Short videos created from images in your Photos account—Memories—can be seen as Google’s equivalent to Snapchat Stories, even though they don’t disappear. The goal of the update is to encourage users’ creativity by providing them with tools to produce more dynamic works using their own photos. A greater focus is placed on making movies and enhancing photographs with graphical art to make them stand out.
Google will also streamline the process of sharing user creations with friends and family without requiring users to crawl through the Settings menu.
These updates are long overdue given that Memories is one of Google Photos’ most popular features (according to the company’s own admission) and that its most recent big upgrade was over a year ago.
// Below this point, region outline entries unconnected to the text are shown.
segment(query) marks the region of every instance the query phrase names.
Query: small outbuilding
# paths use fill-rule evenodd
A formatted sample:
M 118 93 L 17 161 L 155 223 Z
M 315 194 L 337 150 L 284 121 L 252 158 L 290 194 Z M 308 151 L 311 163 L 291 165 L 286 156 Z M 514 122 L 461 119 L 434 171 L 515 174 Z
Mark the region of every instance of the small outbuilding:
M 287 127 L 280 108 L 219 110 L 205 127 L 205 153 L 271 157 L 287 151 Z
Google has made the first round of modifications to the way several Memories features work. As “Photos will automatically choose and trim” snippets from uploaded files more frequently, you will discover more videos online. These snippets will have a light zoom-in to give the illusion of motion to motionless photos. Google will also “bring instrumental music to selected Memories” in October. Apart from a playful whistling melody and an ambient theme heard in some of the promotional videos, the whole music collection is mostly unknown.
2020’s Cinematic Memories, an improvement to cinematic photos, will compile a number of still images into a fictitious video with music. You’ll see the camera pan across a topic to create a motion-simulating 3D effect. The zoom-in in the 2020 edition was more subdued; the current version is more lively.
The previously described graphic art will be available through the new Styles feature. According to Google, many works of art will be accessible at launch and could be added to Memories to give photos a vibrant flourish. While some of the designs were made by the featured artists Lisa Congdon and Shantell Martin, they will only be offered for a short period of time.
By adding a new Share icon to the roll, sharing Memories will be made simpler. A user only needs to click the icon and choose the recipient to send them to. Prior to Google Photos on iOS and web browsers, this modification will first be made to Android devices.
The last modification is a new collage editing tool that lets you combine your favorite images using drag-and-drop actions. Shantell Martin and Lisa Congdon also contributed to several of the collage designs. You can use a number of tools in the editor to change an image’s brightness or add filters. Google One subscribers and Pixel users will get access to special features, including the option to add Portrait Light and HDR to collages along with 30 exclusive styles.
Both Android and iOS smartphones will support the collage editor, although it doesn’t seem like Google Photos for the web browser will. On this subject, we questioned Google for further information.